Max Blumenthal takes his cameraman along to various right-wing conferences; the results speak for themselves. In between, he offers some sound thinking on the role of the Jewish-American-Leftist. A thoughtful guy with a good sense of humor. 

Axis of Logic is a team of young (?) contributors from around the globe who offer commentary on … just about everything.

Dissident Voice comprises radical views on current crises written by the kinds of people who’ve taken a journalism course or two. 

On CounterBias, academics square off against the right in uncharacteristically non-academic style. 

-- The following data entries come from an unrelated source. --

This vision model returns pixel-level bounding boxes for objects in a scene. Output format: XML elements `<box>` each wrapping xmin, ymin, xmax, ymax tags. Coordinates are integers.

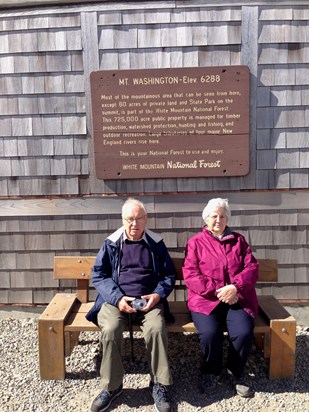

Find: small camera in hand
<box><xmin>131</xmin><ymin>299</ymin><xmax>147</xmax><ymax>310</ymax></box>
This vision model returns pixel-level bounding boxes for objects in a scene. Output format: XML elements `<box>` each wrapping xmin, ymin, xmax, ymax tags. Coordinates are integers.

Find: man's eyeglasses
<box><xmin>123</xmin><ymin>216</ymin><xmax>145</xmax><ymax>225</ymax></box>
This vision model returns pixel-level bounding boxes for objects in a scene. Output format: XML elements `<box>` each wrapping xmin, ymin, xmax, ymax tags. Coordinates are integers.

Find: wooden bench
<box><xmin>38</xmin><ymin>256</ymin><xmax>296</xmax><ymax>379</ymax></box>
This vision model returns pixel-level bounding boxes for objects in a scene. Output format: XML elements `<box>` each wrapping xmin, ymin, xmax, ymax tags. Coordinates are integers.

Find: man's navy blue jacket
<box><xmin>86</xmin><ymin>227</ymin><xmax>176</xmax><ymax>324</ymax></box>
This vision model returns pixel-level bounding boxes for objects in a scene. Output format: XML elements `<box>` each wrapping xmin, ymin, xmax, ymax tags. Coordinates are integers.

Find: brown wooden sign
<box><xmin>90</xmin><ymin>66</ymin><xmax>249</xmax><ymax>179</ymax></box>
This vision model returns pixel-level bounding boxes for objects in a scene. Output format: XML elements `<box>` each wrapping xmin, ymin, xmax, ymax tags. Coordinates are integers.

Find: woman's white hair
<box><xmin>202</xmin><ymin>197</ymin><xmax>231</xmax><ymax>223</ymax></box>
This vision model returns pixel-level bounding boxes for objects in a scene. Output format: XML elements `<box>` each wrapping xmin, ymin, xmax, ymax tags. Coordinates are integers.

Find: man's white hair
<box><xmin>121</xmin><ymin>197</ymin><xmax>147</xmax><ymax>216</ymax></box>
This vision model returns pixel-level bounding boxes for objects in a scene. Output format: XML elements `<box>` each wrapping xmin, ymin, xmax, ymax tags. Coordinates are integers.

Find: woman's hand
<box><xmin>216</xmin><ymin>285</ymin><xmax>238</xmax><ymax>305</ymax></box>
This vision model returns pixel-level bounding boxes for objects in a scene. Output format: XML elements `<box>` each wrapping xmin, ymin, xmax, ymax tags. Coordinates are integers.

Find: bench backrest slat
<box><xmin>54</xmin><ymin>256</ymin><xmax>278</xmax><ymax>282</ymax></box>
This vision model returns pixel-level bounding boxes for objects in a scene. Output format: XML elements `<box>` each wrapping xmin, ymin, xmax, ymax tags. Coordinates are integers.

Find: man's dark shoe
<box><xmin>149</xmin><ymin>382</ymin><xmax>172</xmax><ymax>412</ymax></box>
<box><xmin>91</xmin><ymin>385</ymin><xmax>122</xmax><ymax>412</ymax></box>
<box><xmin>228</xmin><ymin>370</ymin><xmax>254</xmax><ymax>398</ymax></box>
<box><xmin>235</xmin><ymin>377</ymin><xmax>254</xmax><ymax>398</ymax></box>
<box><xmin>200</xmin><ymin>373</ymin><xmax>221</xmax><ymax>393</ymax></box>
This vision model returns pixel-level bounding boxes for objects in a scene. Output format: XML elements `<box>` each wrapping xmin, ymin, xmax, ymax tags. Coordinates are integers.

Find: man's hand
<box><xmin>141</xmin><ymin>293</ymin><xmax>161</xmax><ymax>312</ymax></box>
<box><xmin>216</xmin><ymin>285</ymin><xmax>238</xmax><ymax>305</ymax></box>
<box><xmin>117</xmin><ymin>296</ymin><xmax>136</xmax><ymax>313</ymax></box>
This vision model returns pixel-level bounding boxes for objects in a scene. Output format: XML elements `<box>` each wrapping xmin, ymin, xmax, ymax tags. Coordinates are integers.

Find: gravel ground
<box><xmin>0</xmin><ymin>317</ymin><xmax>309</xmax><ymax>412</ymax></box>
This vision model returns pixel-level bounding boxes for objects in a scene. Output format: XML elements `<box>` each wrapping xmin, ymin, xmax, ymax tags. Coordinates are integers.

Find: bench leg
<box><xmin>269</xmin><ymin>316</ymin><xmax>296</xmax><ymax>379</ymax></box>
<box><xmin>38</xmin><ymin>293</ymin><xmax>76</xmax><ymax>380</ymax></box>
<box><xmin>64</xmin><ymin>332</ymin><xmax>80</xmax><ymax>357</ymax></box>
<box><xmin>38</xmin><ymin>319</ymin><xmax>65</xmax><ymax>380</ymax></box>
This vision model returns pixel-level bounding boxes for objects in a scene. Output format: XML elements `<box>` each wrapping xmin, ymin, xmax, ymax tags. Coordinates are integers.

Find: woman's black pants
<box><xmin>191</xmin><ymin>302</ymin><xmax>254</xmax><ymax>378</ymax></box>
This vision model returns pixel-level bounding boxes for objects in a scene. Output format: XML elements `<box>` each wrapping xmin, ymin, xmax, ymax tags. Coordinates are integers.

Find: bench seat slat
<box><xmin>64</xmin><ymin>302</ymin><xmax>269</xmax><ymax>333</ymax></box>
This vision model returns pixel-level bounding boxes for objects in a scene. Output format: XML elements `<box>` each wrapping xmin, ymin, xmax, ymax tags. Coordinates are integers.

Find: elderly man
<box><xmin>87</xmin><ymin>199</ymin><xmax>175</xmax><ymax>412</ymax></box>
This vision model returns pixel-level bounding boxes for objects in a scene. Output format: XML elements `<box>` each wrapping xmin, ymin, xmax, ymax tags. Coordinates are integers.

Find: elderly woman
<box><xmin>183</xmin><ymin>198</ymin><xmax>258</xmax><ymax>397</ymax></box>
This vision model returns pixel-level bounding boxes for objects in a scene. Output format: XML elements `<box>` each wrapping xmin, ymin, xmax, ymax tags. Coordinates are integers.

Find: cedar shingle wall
<box><xmin>0</xmin><ymin>1</ymin><xmax>309</xmax><ymax>303</ymax></box>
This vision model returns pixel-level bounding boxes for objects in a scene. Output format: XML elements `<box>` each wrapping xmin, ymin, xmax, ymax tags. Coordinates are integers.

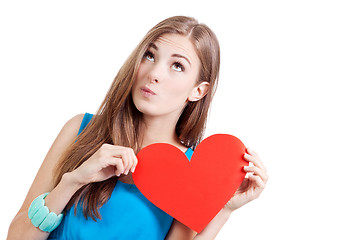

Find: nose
<box><xmin>148</xmin><ymin>64</ymin><xmax>161</xmax><ymax>83</ymax></box>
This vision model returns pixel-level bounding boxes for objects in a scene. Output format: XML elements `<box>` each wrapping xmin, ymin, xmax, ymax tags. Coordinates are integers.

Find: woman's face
<box><xmin>131</xmin><ymin>34</ymin><xmax>209</xmax><ymax>116</ymax></box>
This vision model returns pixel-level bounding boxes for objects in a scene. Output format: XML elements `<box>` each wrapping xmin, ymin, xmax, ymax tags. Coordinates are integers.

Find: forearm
<box><xmin>194</xmin><ymin>209</ymin><xmax>231</xmax><ymax>240</ymax></box>
<box><xmin>7</xmin><ymin>173</ymin><xmax>81</xmax><ymax>240</ymax></box>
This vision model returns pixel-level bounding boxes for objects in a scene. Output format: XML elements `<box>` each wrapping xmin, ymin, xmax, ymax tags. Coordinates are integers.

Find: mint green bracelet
<box><xmin>28</xmin><ymin>192</ymin><xmax>63</xmax><ymax>232</ymax></box>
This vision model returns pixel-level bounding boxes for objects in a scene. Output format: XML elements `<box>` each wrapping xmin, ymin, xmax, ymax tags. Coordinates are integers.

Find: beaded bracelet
<box><xmin>28</xmin><ymin>192</ymin><xmax>63</xmax><ymax>232</ymax></box>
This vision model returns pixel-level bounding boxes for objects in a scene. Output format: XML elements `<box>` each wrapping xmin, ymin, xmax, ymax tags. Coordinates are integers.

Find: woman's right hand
<box><xmin>72</xmin><ymin>143</ymin><xmax>138</xmax><ymax>185</ymax></box>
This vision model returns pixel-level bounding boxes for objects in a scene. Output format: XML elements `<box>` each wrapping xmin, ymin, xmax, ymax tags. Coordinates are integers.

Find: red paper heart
<box><xmin>133</xmin><ymin>134</ymin><xmax>248</xmax><ymax>232</ymax></box>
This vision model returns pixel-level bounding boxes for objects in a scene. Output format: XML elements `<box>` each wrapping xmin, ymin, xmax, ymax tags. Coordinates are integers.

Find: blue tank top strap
<box><xmin>78</xmin><ymin>113</ymin><xmax>94</xmax><ymax>135</ymax></box>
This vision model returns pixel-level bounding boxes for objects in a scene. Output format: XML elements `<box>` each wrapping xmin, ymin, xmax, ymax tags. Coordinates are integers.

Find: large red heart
<box><xmin>133</xmin><ymin>134</ymin><xmax>248</xmax><ymax>232</ymax></box>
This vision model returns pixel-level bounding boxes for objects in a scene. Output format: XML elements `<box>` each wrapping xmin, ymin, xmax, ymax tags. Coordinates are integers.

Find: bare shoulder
<box><xmin>14</xmin><ymin>114</ymin><xmax>84</xmax><ymax>217</ymax></box>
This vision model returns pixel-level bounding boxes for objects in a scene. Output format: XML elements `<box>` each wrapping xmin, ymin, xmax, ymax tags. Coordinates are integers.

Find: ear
<box><xmin>188</xmin><ymin>82</ymin><xmax>210</xmax><ymax>102</ymax></box>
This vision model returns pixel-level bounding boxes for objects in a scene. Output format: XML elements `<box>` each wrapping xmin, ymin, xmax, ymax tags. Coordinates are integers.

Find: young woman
<box><xmin>8</xmin><ymin>16</ymin><xmax>268</xmax><ymax>240</ymax></box>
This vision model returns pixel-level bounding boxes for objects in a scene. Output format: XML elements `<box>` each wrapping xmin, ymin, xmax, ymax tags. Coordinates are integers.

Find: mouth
<box><xmin>140</xmin><ymin>87</ymin><xmax>156</xmax><ymax>96</ymax></box>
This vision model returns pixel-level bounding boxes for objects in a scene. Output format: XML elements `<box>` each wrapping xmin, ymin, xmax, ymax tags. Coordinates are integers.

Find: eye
<box><xmin>171</xmin><ymin>62</ymin><xmax>185</xmax><ymax>72</ymax></box>
<box><xmin>144</xmin><ymin>51</ymin><xmax>155</xmax><ymax>62</ymax></box>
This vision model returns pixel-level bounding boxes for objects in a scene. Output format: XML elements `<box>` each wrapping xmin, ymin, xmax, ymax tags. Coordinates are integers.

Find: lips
<box><xmin>140</xmin><ymin>87</ymin><xmax>156</xmax><ymax>95</ymax></box>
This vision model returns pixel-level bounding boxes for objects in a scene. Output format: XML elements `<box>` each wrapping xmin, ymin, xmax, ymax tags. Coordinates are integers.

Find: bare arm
<box><xmin>7</xmin><ymin>114</ymin><xmax>84</xmax><ymax>240</ymax></box>
<box><xmin>8</xmin><ymin>114</ymin><xmax>138</xmax><ymax>240</ymax></box>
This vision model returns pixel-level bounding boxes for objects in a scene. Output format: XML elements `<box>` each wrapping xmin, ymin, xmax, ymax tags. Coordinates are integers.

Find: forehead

Kos’s Pastor Dan hosts the popular Street Prophets web site.  

NOT-SO-BLOGS

The American Friends Service Committee belies any stereotype of Quakers as quivering wallflowers. This group has long taken the lead in organizing antiwar demonstrations, and the site, devoted to traditional Quaker ideals, applies the same to various world issues. (Not technically a blog, but I want to plug them where I can. Their ongoing quiet unyielding public demonstrations against the war in Boston are genuinely inspiring). 

Since the 1950’s, Dissent has been a leading voice of the Left: self-critical, and not bound to any particular subject or style. The nicely laid-out web site is a pleasure. So’s the writing. Always something herein to provoke and entertain. Also, again, we’re moving from away from any limiting notion of what makes for a “blog”…. 

 

Counterpunch.org is the online  incarnation of Alexander Cockburn’s Counterpunch newsletter. Leans very hard left. The writing ranges from AC’s own always delightfully energetic attacks on the status quo to sometimes screechy rants, but the contararian views which are Counterpunch’s stock in trade merit a glance daily.

 Corporation Watch is a model of a whistleblowing site—very well resourced and referenced articles cataloging a multitude of corporate crimes that don’t make the papers. Does a great job on war profiteering. You’ll emerge unsettled.

At Dollars & Sense, a very smart team writes on economic justice and related issues. Astute and well-researched articles by folks who know their public policy but who don’t slide easily into wonkihood. Only a few articles are available online (search the archives), but you’ll want to subscribe to the magazine.

Infoshop gives ya a good introduction to historical and contemporary anarchist theory and practice. Includes a library, FAQ, wiki, and store.